From where do parameters emerge? And what is the difference between treating them objectively and subjectively? A lot of controversy here. The difficulty usually begins because the examples people set themselves to discuss these subjects so far advanced that they have too many (hidden) assumptions built in such that it makes understanding impossible. From our previous examples, we have seen it is better to start small and build slowly. We can’t avoid confusion this way, but we can lessen it.
If you haven’t reminded yourself of the last two posts on the statistical syllogism, do so now, for it is assumed here.
Premise: “There are N marbles in this bag into which I cannot see, from which I will pull out one and only one. The marbles may be all black, all white, or a mixture of these.” Proposition: “I pull out a white marble.”
What is the probability this proposition is true given this and only this premise? Well, what do we know? Black marbles are a possibility, and so are white. Green ones are not, nor are any other colors. We also know that the number of white marbles may be 0, 1, 2, …, N. And the same with black, but with a rigid symmetry: if there are j white marbles then there must be N – j black ones. (There may be other things in the bag, but if so, we are ignorant of them.)

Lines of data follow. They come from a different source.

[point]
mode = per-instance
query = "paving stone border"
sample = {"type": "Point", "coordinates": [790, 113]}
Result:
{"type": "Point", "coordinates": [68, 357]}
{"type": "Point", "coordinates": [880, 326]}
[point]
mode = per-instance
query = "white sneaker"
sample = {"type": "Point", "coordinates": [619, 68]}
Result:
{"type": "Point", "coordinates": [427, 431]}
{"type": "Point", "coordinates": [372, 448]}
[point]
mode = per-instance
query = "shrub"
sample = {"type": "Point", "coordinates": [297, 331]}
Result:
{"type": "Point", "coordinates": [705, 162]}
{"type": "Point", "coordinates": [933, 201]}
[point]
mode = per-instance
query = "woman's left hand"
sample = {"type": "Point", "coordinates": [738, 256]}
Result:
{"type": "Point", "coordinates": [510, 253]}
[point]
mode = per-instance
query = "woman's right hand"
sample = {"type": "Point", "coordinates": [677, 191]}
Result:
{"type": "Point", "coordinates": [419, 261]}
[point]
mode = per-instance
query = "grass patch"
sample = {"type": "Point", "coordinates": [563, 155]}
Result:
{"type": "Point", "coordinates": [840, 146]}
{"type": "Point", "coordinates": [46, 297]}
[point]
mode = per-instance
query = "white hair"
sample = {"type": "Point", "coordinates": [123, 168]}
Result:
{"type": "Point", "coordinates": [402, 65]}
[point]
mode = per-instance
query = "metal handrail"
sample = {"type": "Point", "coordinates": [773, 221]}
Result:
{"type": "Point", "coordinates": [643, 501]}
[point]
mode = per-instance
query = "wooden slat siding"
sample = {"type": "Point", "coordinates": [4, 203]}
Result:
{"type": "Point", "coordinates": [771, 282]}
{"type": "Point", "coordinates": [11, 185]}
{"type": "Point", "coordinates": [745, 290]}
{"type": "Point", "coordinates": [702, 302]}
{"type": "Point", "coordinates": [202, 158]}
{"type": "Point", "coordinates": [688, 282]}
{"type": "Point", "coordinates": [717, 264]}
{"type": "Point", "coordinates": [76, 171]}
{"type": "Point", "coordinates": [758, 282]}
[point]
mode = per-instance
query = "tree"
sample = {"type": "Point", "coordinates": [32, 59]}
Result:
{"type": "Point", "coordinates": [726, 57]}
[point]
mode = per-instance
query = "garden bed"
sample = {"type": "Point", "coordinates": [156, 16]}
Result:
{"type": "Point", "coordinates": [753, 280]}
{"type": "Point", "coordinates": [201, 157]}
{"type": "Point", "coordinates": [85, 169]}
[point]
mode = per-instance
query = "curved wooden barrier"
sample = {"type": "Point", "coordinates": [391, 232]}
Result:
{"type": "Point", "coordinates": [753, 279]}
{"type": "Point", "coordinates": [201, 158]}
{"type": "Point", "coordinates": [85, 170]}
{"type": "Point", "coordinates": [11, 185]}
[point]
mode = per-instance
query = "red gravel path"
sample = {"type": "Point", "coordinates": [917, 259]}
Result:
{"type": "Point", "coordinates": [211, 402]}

This is not like the example where all we knew was that “Q was a possible outcome”, and where we assigned (0, 1] to the probability “A Q shows”, because there the number of different kinds of possibilities were unknown, and could have been infinite. Here there are two known possibilities. And N is finite.
Suppose N = 1. What can we say? “There are 2 states which could emerge from this process, just one of which is called white, and just one must emerge.” The phrasing is ugly, and doesn’t explicitly show all the information we have, but it is written this way to show the continuity between this premise and the one from last time (i.e. “There are n states which could emerge from this process, just one of which is called Q, and just one must emerge” and “A Q emerges”).
The probability of “I pull out a white marble” is, via the statistical syllogism, 1/2—again, when N = 1. This accords with intuition and with the definite, positive knowledge of the color and number of marbles we might find.
Now suppose N = 2. The number of possibilities has surely increased: there could be 0 whites, just 1 white, or 2 whites. But we’re still interested in what happens when we pull out just one and not more than one. That is, our premise is “There are 2 marbles in this bag into which I cannot see, from which I will pull out one and only one. The marbles may be all black, all white, or a mixture.” Proposition: “I pull out a white marble.”
If there were 0 whites, the probability of pulling out a white is clearly 0. If there were 1 white, we have direct recourse to the statistical syllogism and conclude the probability of pulling out a white is 1/2. If both marbles were white, the probability of pulling out a white is 1. Agreed?
But what, given our premise, is the probability that both marbles aren’t white? That just 1 is? That both are? Easy! We just use the statistical syllogism again. As: “There are 3 states which could emerge from this process, and only one of these three must emerge, which are 0 whites, 1 white, 2 whites” and “The state is 0 whites” or “1 white” or “2 whites”, and the “process” is whatever it was that put the marbles in the bag. Evidently, the probability is, via the statistical syllogism, 1/3 for each state.
It now becomes a simple matter to multiply our probabilities together, like this (skipping the notation):
1/3 * 0 + 1/3 * 1/2 + 1/3 * 1 = 1/6 + 2/6 = 1/2,
where this is the probability of each state of the number of white marbles times the probability of pulling a white marble given this state, summed across all the possibilities (this is allowed because of easily derived rules of mathematical probability).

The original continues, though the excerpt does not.